Some details about the stage from Il Ciclismo:
- At 2744 meters above sea level, the road over the Colle d'Agnello (the Cima Coppi as well as the Italian/French border) is the highest paved road in Italy, 14 meters above the Stelvio.
- The Agnello is also the site of some 15th-century escapade called "le cheval errant," which I think has to do with a stray horse, but I can't find an English version. I'm sure it was hilarious though, except maybe to the French and Italians.
- At 1452 meters gained, it is the largest single chunk of vertical rise in this year's Giro. By comparison, the Zoncolan checks in at 1200 meters gained.
- The other dimensions: the climb is 30km long, making the grade average out at a manageable 6.5%... with at least one small ramp at 15%. All of the lengths and averages vary depending on where you think the climb begins. These are the Giro's official #s.
- Three times the Giro has ended at Chianale, two-thirds of the way up the slope, with Dario Frigo winning here most recently in 2003. My Italian is poor, but I get the sense the race has never gone all the way over the pass before?? Though the Tour de l'Avenir came here in 1976.
- Then on to the Col d'Izoard, a mythical landscape including the Casse déserte (which Il Ciclismo refers to as a lunar landscape) and a monument to Coppi and Bobet, who dueled here during the Tour. The Izoard, IIRC, was also part of the Cuneo-Pinerolo stage where Coppi seized the 1949 Giro by the throat.
- Izoard stats: 14km at 7.3% average grade, max grade 14%. Not fun.

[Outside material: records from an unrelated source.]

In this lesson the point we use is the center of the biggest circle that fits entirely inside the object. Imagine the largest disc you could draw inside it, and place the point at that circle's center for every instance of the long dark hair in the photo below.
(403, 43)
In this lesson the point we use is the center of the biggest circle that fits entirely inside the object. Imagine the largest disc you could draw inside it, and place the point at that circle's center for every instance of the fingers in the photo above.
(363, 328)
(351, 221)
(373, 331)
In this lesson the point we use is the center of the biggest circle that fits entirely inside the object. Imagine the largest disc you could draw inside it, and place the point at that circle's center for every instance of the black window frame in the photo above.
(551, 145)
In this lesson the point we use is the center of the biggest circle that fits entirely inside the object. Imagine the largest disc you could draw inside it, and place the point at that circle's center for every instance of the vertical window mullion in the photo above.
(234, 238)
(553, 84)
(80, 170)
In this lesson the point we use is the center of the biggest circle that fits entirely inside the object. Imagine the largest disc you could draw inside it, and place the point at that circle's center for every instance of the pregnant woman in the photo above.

This is the south face, which I believe is the opposite from what the Tour uses? From there it's a steep 22km down to Briançon.
The stage finish in the valley reduces the chances that the climbers will truly sort themselves out tomorrow, though a tricky descent may prevent anyone who blew up on the Izoard climb from rejoining their rivals. We'll see. Mostly, this is a stage to soften up the riders... there's a lot of suffering packed into these climbs, and if the gaps don't show up Thursday, look for them on Friday or Saturday.
Also, RAI is insane if they don't assign a motorbike to Paolo Savoldelli. As the most respected (?) descender in the field, at least among the heads of state, Savoldelli's chances rate from excellent to miserable tomorrow. He could completely come unravelled on the long ascent... though the early returns suggest he's better than he was a year ago. He could also make it across the Izoard with the leaders... and unleash a dizzying downhill attack for the stage win. Or he could do his usual climb-at-my-pace where he gives the impression all is lost, only to rejoin the mountain goats on the way down.
We are not guaranteed major fireworks tomorrow; all we know is this stage is going to hurt just about everyone... and could begin the final sorting.